The FDA first approved mifepristone as an abortion method in 2000, and now medication abortions account for more than half the abortions in the United States, according to the Guttmacher Institute.
Mifepristone is the first of two medications taken to induce abortion. Abortion with pills is approved for use in pregnancies through 10 weeks.
North Carolina requires in-person appointments with doctors, with patients taking mifepristone while doctors are present. The pill can be provided only in a specific type of medical facility, after state mandated counseling, a 72-hour waiting period, and in some cases, after an ultrasound.

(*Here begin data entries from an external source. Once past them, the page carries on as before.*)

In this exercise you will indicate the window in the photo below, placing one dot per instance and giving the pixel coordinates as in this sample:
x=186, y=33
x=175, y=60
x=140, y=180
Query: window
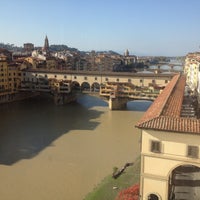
x=153, y=197
x=156, y=146
x=193, y=151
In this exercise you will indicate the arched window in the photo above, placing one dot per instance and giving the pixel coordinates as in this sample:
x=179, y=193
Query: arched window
x=153, y=197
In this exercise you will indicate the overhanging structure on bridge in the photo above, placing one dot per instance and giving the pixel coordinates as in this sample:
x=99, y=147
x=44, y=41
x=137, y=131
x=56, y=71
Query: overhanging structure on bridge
x=115, y=86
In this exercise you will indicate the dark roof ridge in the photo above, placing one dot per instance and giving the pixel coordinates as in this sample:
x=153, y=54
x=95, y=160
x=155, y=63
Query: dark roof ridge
x=156, y=108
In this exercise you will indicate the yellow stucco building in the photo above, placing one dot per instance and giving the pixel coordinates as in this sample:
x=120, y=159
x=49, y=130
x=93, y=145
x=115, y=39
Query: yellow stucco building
x=170, y=142
x=10, y=78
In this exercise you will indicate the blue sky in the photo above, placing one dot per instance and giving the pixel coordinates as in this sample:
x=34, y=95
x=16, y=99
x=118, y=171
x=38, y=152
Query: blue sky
x=145, y=27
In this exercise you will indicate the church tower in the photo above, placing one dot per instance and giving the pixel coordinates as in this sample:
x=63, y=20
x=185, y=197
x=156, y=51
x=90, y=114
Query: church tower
x=46, y=44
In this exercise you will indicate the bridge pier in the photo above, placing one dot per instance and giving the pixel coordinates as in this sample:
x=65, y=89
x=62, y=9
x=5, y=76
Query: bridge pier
x=117, y=103
x=61, y=99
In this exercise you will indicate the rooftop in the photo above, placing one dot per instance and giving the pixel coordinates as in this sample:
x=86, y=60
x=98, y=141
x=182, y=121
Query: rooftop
x=165, y=113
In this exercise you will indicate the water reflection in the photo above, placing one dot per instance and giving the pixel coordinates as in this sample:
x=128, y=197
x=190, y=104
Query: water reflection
x=27, y=127
x=138, y=105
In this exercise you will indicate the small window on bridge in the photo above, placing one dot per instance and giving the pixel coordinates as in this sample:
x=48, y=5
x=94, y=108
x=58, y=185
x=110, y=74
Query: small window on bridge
x=193, y=151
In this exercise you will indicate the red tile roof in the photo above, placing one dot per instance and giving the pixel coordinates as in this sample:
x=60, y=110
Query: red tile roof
x=164, y=113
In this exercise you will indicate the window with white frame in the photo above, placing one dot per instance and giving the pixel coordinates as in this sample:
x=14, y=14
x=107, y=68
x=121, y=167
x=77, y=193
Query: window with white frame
x=155, y=146
x=193, y=151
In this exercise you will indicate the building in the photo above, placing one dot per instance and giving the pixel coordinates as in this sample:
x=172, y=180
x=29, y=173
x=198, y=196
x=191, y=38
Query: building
x=46, y=45
x=10, y=78
x=170, y=142
x=129, y=59
x=28, y=47
x=192, y=69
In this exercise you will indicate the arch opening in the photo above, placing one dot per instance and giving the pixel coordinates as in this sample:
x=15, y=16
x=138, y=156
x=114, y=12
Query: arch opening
x=184, y=183
x=76, y=86
x=95, y=87
x=85, y=86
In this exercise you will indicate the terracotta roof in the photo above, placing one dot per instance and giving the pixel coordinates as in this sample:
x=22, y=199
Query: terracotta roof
x=164, y=113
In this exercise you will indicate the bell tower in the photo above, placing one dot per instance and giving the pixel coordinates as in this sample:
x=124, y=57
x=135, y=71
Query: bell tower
x=46, y=44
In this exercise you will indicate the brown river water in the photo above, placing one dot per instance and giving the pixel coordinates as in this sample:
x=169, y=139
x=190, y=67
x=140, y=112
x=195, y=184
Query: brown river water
x=50, y=152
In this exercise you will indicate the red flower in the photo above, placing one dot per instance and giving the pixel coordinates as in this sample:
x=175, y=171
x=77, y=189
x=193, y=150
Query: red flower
x=131, y=193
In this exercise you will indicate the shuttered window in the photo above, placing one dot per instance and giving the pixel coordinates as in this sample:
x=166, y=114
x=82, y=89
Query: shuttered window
x=193, y=151
x=156, y=146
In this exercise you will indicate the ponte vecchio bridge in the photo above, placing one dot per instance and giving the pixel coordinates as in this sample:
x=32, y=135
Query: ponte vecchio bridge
x=116, y=87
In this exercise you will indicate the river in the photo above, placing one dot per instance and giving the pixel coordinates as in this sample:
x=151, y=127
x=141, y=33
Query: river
x=50, y=152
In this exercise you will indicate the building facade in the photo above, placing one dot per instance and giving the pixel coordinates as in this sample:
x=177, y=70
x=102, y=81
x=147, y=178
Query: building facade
x=170, y=160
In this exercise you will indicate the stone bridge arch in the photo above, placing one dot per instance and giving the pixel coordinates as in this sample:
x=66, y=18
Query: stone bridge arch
x=95, y=87
x=85, y=86
x=76, y=86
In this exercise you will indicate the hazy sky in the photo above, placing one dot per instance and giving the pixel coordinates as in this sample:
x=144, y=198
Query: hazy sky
x=145, y=27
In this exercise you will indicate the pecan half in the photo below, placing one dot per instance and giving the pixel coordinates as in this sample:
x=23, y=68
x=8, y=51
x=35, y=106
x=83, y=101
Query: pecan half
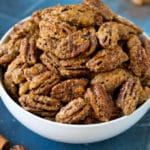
x=69, y=89
x=23, y=29
x=139, y=60
x=40, y=105
x=73, y=112
x=111, y=80
x=28, y=51
x=111, y=32
x=74, y=67
x=100, y=102
x=107, y=60
x=18, y=147
x=80, y=42
x=129, y=96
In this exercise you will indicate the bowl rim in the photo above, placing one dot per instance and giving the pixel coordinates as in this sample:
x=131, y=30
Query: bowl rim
x=6, y=95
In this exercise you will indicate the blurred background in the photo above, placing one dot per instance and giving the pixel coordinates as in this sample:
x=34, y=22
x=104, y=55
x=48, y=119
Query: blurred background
x=136, y=138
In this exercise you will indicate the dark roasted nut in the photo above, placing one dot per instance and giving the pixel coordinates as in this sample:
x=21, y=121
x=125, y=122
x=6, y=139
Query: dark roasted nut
x=23, y=29
x=74, y=112
x=33, y=71
x=81, y=15
x=124, y=21
x=101, y=8
x=80, y=42
x=129, y=96
x=139, y=60
x=28, y=51
x=111, y=80
x=69, y=89
x=50, y=61
x=74, y=67
x=18, y=147
x=54, y=28
x=8, y=51
x=107, y=60
x=47, y=44
x=100, y=102
x=41, y=105
x=4, y=143
x=111, y=32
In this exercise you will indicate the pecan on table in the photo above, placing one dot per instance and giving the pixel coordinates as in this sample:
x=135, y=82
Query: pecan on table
x=129, y=96
x=101, y=9
x=23, y=29
x=100, y=102
x=69, y=89
x=139, y=59
x=40, y=105
x=107, y=60
x=18, y=147
x=110, y=33
x=74, y=67
x=74, y=112
x=111, y=80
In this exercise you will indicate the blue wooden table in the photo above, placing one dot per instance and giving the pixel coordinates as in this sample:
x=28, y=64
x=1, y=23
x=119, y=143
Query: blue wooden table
x=136, y=138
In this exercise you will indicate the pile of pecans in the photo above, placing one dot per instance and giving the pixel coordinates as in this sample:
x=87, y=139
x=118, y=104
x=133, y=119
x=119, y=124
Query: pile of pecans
x=5, y=145
x=77, y=64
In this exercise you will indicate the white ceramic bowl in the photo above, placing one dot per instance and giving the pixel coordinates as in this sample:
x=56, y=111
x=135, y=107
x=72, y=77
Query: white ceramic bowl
x=70, y=133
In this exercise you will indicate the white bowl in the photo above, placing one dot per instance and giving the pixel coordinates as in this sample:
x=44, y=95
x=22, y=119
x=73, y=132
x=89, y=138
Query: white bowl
x=70, y=133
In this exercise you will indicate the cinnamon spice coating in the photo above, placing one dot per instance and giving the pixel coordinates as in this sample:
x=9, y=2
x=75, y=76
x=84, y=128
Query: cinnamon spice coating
x=77, y=64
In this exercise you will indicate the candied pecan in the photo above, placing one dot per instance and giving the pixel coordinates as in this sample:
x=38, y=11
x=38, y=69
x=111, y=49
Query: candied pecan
x=4, y=143
x=54, y=28
x=69, y=89
x=139, y=60
x=33, y=71
x=50, y=61
x=128, y=23
x=80, y=42
x=111, y=80
x=47, y=44
x=81, y=15
x=8, y=51
x=41, y=105
x=28, y=51
x=18, y=147
x=129, y=96
x=73, y=112
x=100, y=102
x=110, y=33
x=107, y=60
x=23, y=29
x=74, y=67
x=101, y=8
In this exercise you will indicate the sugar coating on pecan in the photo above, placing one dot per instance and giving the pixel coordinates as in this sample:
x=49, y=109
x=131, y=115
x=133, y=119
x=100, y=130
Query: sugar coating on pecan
x=110, y=33
x=41, y=105
x=107, y=60
x=111, y=80
x=69, y=89
x=100, y=102
x=129, y=96
x=73, y=112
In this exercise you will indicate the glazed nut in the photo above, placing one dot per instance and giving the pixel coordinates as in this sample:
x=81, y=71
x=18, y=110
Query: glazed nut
x=18, y=147
x=4, y=143
x=129, y=96
x=74, y=112
x=100, y=102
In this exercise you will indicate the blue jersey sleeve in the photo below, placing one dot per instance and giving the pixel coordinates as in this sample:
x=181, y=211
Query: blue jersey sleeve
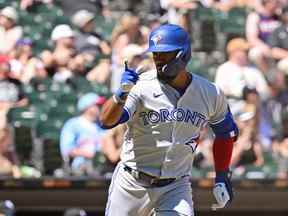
x=124, y=118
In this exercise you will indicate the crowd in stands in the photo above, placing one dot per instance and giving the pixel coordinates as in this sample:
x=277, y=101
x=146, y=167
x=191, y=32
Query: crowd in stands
x=60, y=60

The FDA allows telehealth appointments, and this year began to allow certain pharmacies to dispense the medication. Patients can take the pill at home if they want. The certified providers prescribing the medication don’t have to be doctors, under FDA rules. The FDA does not require a waiting period.
The extra state restrictions impose “significant cost and burdens” on Bryant and her patients, the lawsuit says. Bryant would be able to see more patients and at a lower cost but for the restrictions, the lawsuit says. And since timing is important when taking abortion pills, the extra time the state requires might push some patients beyond the time window allowed for mifepristone use, requiring procedures that are more expensive and more involved.
The North Carolina lawsuit adds to the focus on abortion pills after the U.S. Supreme Court ended the constitutional right to abortion.
An abortion pill manufacturer filed a federal lawsuit Wednesday in West Virginia challenging a state ban, The New York Times reported.
Anti-abortion health care groups are challenging FDA approval of mifepristone in a federal lawsuit filed late last year.